Les méthodes diagnostiques du cancer de prostate sont en constante évolution. Afin d’améliorer la détection de ce cancer, les urologues attendent beaucoup de l’apport de l’imagerie par résonance magnétique (IRM). Quelle est la place de cette imagerie dans la détection du cancer de prostate ? Il s’agit d’une étude rétrospective, de 2011 à 2013, monocentrique et mono-opérateur. Sur les 464 ponctions biopsies de prostate (PBP), nous avons exclu celles dont le PSA>20ng/mL ou le toucher rectal>T3. Les 430 PBP restantes ont été soumises ou non à une IRM 1,5 tesla avec une antenne pelvienne. Le critère de jugement principal est la détection globale du cancer de prostate. Les critères de jugement secondaires sont le taux de détection lors des premières séries de biopsies et des biopsies itératives, entre les deux groupes ou dans le groupe IRM. Les populations IRM et sans IRM sont comparables pour l’âge (63,3 vs 64,6), le PSA (6,10 vs 6,13), le toucher rectal>T1c, le volume prostatique (55,4 cm3 vs 51,7 cm3). Il n’y a pas de différence significative de détection globale entre les deux groupes (p =0,12). Il n’y a pas de différence significative de détection de cancer entre les premières PBP (p =0,13) et les PBP itératives (p =0,07). Il existe une différence significative de détection lors des premières PBP du groupe IRM (p =0,03) mais pas pour les PBP itératives du groupe IRM (p =0,07). Pour les 108 PBP itératives du groupe IRM, il y a eu 67 PBP ciblées « mentalement » grâce à l’IRM : 18 cancers ont pu être détectés, ce qui fait un taux de détection de 25 %. Cette étude permet de mettre en valeur l’intérêt de l’IRM lors des premières séries de PBP mais nous pouvons nous demander l’intérêt de cette imagerie lors des biopsies itératives. Les biopsies ciblées « mentalement » itératives n’ont pas la sensibilité de détection espérée et semblent nécessiter une reconstruction en trois dimensions pour être plus efficace.

Niveau de preuve

5.




 




Introduction


Les ponctions biopsies de prostate (PBP) ont pour but d'extraire des échantillons de tissu prostatique pour les analyser et détecter le cancer de prostate (CaP). Cet examen n'est pas sans risque de morbi-mortalité [1], c'est pour cela que les biopsies doivent avoir le meilleur rendement possible.
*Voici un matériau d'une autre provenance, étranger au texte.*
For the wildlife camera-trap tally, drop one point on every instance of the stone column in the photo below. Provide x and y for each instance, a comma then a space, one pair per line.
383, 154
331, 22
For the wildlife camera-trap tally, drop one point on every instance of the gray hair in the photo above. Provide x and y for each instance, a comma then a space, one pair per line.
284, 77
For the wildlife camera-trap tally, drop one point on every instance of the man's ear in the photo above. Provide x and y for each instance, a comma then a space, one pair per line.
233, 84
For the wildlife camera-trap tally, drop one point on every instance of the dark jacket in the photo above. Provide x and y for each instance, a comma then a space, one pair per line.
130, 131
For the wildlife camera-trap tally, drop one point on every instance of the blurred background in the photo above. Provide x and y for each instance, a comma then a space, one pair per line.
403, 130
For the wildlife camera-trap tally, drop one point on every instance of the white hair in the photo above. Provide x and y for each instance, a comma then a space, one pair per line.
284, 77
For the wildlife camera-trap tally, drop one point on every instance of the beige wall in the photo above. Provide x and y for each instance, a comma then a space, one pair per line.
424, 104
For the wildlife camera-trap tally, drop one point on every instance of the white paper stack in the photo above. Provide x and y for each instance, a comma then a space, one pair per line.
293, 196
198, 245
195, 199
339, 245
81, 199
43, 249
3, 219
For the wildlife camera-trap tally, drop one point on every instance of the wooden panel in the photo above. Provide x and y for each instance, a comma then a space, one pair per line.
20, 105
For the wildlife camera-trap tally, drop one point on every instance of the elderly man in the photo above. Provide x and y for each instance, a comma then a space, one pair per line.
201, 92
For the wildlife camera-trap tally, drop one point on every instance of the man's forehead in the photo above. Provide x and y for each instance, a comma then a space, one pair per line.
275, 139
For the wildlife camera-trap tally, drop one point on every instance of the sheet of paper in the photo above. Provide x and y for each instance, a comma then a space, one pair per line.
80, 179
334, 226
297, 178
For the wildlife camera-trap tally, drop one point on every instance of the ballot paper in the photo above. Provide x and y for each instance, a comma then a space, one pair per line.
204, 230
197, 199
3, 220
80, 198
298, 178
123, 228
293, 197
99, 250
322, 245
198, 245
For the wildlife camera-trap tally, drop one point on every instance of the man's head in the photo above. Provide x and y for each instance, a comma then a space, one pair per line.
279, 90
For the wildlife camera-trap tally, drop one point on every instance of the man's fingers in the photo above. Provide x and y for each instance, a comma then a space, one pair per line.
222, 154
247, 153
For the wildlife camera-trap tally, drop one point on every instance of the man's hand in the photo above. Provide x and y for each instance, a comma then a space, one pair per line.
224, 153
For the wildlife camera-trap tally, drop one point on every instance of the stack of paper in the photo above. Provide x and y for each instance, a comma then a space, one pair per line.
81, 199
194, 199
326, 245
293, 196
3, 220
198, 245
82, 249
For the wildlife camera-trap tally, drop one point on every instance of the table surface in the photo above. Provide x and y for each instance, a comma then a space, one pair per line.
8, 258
Le toucher rectal (TR) associé au dosage biologique du PSAt peut aider quant au choix de réaliser les PBP mais le PSAt n'est pas assez spécifique et entraîne trop de faux positifs (entre 24 et 37 % de biopsies positives pour un PSAt compris entre 4 et 10ng/mL) [2]. L'imagerie par résonance magnétique (IRM) est un examen sur lequel les urologues espèrent beaucoup, afin d'affiner les indications de réalisations de PBP. Les dernières recommandations françaises d'utilisation de l'IRM dans le diagnostic du CaP sont : après une série de PBP négative, pour une planification thérapeutique ou avant la première série de PBP (en évaluation) [3].
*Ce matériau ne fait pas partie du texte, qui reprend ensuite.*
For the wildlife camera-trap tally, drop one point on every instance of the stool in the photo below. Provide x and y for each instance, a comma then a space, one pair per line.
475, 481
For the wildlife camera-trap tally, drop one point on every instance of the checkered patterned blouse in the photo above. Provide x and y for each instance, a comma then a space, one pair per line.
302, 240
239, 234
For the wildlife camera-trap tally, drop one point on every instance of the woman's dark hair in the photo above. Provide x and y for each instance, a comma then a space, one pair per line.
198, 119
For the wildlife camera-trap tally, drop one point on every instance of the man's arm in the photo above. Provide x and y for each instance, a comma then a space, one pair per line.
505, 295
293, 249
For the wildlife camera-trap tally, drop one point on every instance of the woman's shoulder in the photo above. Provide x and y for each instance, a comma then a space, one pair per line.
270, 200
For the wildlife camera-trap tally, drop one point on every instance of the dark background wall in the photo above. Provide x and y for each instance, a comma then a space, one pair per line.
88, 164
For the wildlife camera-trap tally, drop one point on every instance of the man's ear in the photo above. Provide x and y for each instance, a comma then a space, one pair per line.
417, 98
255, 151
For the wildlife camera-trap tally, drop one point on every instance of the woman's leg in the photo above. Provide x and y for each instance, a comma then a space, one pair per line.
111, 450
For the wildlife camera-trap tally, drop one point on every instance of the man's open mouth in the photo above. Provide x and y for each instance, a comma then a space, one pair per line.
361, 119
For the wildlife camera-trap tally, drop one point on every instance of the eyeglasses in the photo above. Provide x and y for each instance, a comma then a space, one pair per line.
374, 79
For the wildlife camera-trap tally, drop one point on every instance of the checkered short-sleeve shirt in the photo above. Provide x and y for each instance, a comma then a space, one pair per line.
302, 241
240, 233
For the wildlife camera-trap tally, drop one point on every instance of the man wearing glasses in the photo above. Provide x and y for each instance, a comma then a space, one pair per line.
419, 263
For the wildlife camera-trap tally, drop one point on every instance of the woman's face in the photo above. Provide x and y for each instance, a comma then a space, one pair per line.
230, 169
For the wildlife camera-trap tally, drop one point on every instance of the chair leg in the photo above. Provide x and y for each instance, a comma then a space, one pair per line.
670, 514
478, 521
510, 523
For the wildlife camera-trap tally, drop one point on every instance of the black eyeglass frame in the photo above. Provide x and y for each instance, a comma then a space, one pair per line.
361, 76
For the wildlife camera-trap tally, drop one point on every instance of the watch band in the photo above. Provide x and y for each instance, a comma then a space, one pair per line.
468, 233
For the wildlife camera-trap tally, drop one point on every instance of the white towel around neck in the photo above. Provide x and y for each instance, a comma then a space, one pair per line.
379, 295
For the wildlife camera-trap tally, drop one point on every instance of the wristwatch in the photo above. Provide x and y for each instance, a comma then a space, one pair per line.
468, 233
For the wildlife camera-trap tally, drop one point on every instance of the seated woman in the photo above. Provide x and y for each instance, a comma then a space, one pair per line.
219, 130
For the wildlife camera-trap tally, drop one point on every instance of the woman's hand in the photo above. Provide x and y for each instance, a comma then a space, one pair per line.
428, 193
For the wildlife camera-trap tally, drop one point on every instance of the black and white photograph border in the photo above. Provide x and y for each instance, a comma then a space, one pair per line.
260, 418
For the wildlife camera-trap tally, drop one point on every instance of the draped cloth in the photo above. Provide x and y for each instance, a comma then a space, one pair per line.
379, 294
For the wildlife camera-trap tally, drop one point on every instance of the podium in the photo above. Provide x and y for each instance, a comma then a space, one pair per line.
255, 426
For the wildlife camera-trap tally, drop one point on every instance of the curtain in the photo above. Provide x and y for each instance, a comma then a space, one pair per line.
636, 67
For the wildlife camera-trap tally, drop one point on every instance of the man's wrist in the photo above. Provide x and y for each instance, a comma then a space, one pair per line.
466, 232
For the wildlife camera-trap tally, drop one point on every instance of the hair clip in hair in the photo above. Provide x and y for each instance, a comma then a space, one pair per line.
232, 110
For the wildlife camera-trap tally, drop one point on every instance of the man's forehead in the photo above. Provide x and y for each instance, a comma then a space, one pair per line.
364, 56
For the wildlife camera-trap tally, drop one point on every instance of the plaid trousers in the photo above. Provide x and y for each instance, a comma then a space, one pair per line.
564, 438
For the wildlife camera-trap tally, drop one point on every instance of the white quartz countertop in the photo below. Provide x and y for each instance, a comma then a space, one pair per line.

Le but de l'IRM de prostate serait de sélectionner les biopsies afin d'avoir que les cancers significatifs [4]. En effet, il existe un sur-diagnostic du CaP pouvant provoquer une morbidité significative chez des patients dont le cancer n'aurait jamais été significatif [5].


Matériel et méthodes


Étude


Notre étude s'étendait de janvier 2011 à décembre 2013. Toutes les PBP étaient effectuées par un seul opérateur. Les critères d'inclusions de l'étude étaient : PBP réalisées durant la période de janvier 2011 à décembre 2013 pour une suspicion de CaP. Les critères d'exclusion étaient : PSAt>20ng/mL et un TR supérieur ou égal à T3.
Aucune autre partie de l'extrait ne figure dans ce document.